6 thoughts on “Cornbread and the color line”

  1. Thank you so much for the recipe and it’s slather of historical condiment! Now my family can peacefully enjoy this delicious dish…certifiably southern but without the sugar my yankee Mom abhors in cornbread, and gluten free so I can myself consume it. In quantity, I might add…bread of any sort being rather a rare event in my diet. Delicious. Yay.

  2. Christine, of course, but I’m asking whether there’s any real and general difference between white and yellow corn besides color. Is there a fundamental link in the genes of the plant between color and flavor or the way it grinds? Or have we bred varieties with characteristics that match our feelings about their colors? Or is it all just nonsense? There’s an agricultural question in there that would take considerably more research, and maybe isn’t answerable.

  3. Good topic. I have an aversion to eating straight up yellow corn. I repeat what my grandparents told me in that yellow corn was fodder and not meant for human consumption. Yellow corn (being more difficult to digest) was used for pig food, and was always altered in some manner to make it edible i.e. hominy, grits, cornmeal. White corn varieties were developed and promoted for “people” food and considered more desireable. Now, I have no historical data to prove this is true, only oral tradition, but sometimes that can lead to a grain of truth.

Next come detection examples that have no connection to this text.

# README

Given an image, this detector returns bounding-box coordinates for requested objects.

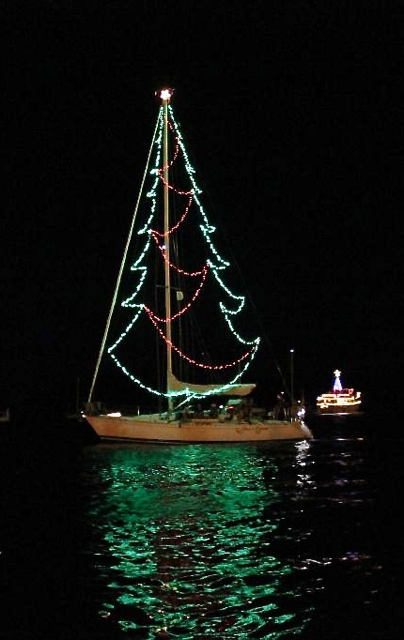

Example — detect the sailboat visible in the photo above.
[85,89,312,443]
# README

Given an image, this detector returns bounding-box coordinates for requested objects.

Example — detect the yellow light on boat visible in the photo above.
[160,89,173,102]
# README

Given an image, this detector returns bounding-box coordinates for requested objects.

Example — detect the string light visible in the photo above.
[108,104,260,398]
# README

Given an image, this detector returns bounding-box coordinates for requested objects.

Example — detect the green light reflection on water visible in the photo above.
[83,445,312,638]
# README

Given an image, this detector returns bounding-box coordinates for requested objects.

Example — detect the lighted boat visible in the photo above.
[85,90,312,443]
[317,369,362,415]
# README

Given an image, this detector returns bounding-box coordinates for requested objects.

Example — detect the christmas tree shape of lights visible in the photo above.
[108,97,260,398]
[333,369,342,393]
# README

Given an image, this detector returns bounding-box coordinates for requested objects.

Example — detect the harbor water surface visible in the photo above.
[0,416,404,640]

  4. People look at me crazy when I say that even in America, tradition dictates that white corn is people food and yellow corn is for animals. White corn is the most common in Africa where corn remains a staple food. Yellow corn is rarely grown and there is a strong sentiment that yellow corn is animal feed. I can taste the difference – white corn is a milder, more neutral taste. Yellow corn tends to have a stronger ‘corn’ taste. White corn in the US is grown only for human food products. Poultry fed white corn need marigold or other coloring additives or their yolks come out strangely colorless (free-range chickens tend to get the coloring also from eating lots of green things.) Ghana, for example, has some of the worst eggs I’ve eaten. Not only do the chickens eat the local white corn available on the market (available because the largest portion of the market is human food and the farmers eat the corn first, selling excess into the market), but they also feed them fishmeal. So the egg (at a fancy hotel mind you) had no yolk color and tasted like fish.
    But back to the white versus yellow – there used to be more flour corns grown for human food. Flint corns though don’t make as fine of flours/grinds, but are more insect/disease resistant. There are yellows and whites of both. You should read Carol Deppe’s book, The Resilient Gardener, for a bit more on the various types of corn, their production, and what they can/were used for.
    But my hypothesis is that it isn’t only color, but also a more neutral taste to the traditional white corns. And it isn’t only here in America, but also widely accepted/preferred in other regions as well.